All over the city, voters reported encountering jammed or broken machines, causing longer lines at the working machines, and forcing many people to have to fill out paper ballots. The reliance on paper ballots has heightened concerns that every vote gets counted, which could lead to a long wait for results.
Lhota was among those who had to vote by pen and paper, at his voting place, Congregation of Mount Sinai in Brooklyn Heights.
“It may be a long night based on the fact that, at least in my election district, the machines weren’t working,” Lhota told reporters.
Of the 3 million or so registered Democrats, less than a third were expected to cast ballots. There are fewer than 500,000 registered Republicans in the city, but a small fraction, maybe a tenth, are expected to vote in the primary.

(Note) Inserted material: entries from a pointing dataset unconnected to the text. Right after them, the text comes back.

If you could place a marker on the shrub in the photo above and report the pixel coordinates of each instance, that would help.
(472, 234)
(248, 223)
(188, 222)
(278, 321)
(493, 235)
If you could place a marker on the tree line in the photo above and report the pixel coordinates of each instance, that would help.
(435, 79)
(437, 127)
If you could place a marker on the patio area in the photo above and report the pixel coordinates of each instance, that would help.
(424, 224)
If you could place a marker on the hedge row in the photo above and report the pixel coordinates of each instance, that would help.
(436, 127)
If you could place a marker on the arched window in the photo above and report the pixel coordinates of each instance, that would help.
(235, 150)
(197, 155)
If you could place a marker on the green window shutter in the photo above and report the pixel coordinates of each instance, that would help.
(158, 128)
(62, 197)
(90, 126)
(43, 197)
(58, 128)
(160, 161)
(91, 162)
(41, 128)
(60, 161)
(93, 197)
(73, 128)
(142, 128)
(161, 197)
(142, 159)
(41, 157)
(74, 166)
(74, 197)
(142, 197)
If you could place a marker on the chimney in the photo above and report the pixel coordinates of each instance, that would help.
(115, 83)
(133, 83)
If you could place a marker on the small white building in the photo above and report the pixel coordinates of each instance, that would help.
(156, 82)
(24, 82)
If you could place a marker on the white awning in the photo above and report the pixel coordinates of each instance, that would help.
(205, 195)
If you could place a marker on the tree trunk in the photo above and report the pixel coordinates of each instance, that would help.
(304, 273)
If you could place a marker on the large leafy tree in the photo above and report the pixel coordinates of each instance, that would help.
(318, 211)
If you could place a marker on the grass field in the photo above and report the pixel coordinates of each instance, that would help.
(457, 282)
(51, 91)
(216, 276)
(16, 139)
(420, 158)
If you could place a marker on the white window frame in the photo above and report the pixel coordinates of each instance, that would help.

This year is arguably the Democrats' best shot in decades to take the mayor's office from the GOP, which has won each of the last five elections. Bloomberg switched from the GOP to an independent while in office.
Primary day arrived with de Blasio completing a steady, summer-long rise from the middle of the pack, portraying himself as the most progressive of the candidates and pounding at the city’s economic inequalities and offering the cleanest break from the policies – particularly stop and frisk -- of three-term Mayor Bloomberg. He also benefited from campaign advertisements that featured his black wife and mixed-race children, notably his teenage Afro-wearing son, Dante.
De Blasio’s surge left Quinn, the one-time front-runner, fighting for her political life. Aiming to be the first openly gay mayor, and the first woman to hold the office, Quinn is the most politically powerful of the candidates. She said Tuesday that she was confident she’d make a runoff.
She is the one responsible for making council deals and negotiating with Bloomberg, but that record has dogged her for much of the campaign. De Blasio accused her of making backroom deals with the mayor, and for backing his bid to change city law to allow him to run for a third term. Quinn pointed out that de Blasio, as a council candidate, once spoke in favor of overturning term limits, but that argument did not seem to hold much traction. It is as if she is burdened with many of the negatives associated with the sitting mayor, and little of the positives.
Post-vote surveys provided some insight into that divide. Only 22 percent of Democrats told an Edison Research/Marist exit poll that they wanted a candidate who would continue Bloomberg’s policies, while 73 percent said they wanted the next mayor to move the city in a different direction. The survey included more than 1,700 voters, has a margin of error of plus or minus 4 percentage points.
Asked to choose what issue mattered most to them in deciding who should be mayor, 30 percent said jobs and unemployment, 20 percent said education, 16 percent said crime, 12 percent said the city’s finances and 11 percent said housing.
Thompson, who won the Democratic primary in 2009 before narrowly losing to Bloomberg, has run a cautious but steady campaign, remaining in second or third place for most of the race. The race's only black candidate, Thompson spent primary day wrapping up another of his 24-hour campaign marathons, which ended with his proclamation that he felt “energized.”
The primary could turn out to be the end of former New York Rep. Anthony Weiner’s political career. Weiner has longed for the mayor’s office, and has been derailed twice before, in 2005 and 2009. In 2011, he resigned from Congress amid revelations that he’d sexted with women, but chose the 2013 mayoral primary to try for redemption.
Weiner enjoyed an early spike in the polls, and sparked an avalanche of late-night talk-show jokes. Then things turned dark again, when he was forced to admit that he’d continued online relationships with women after his resignation. He’s been near the cellar ever since.
The only major Democratic candidate to consistently poll worse than Weiner is Comptroller John Liu, who has been dogged by a federal investigation into fundraising improprieties.
De Blasio, the one candidate who seems in a position to potentially win the primary outright, said he wasn’t expecting that to happen. To assume otherwise would be folly, he said.
That was why, he said, he’d be up and campaigning again on Wednesday.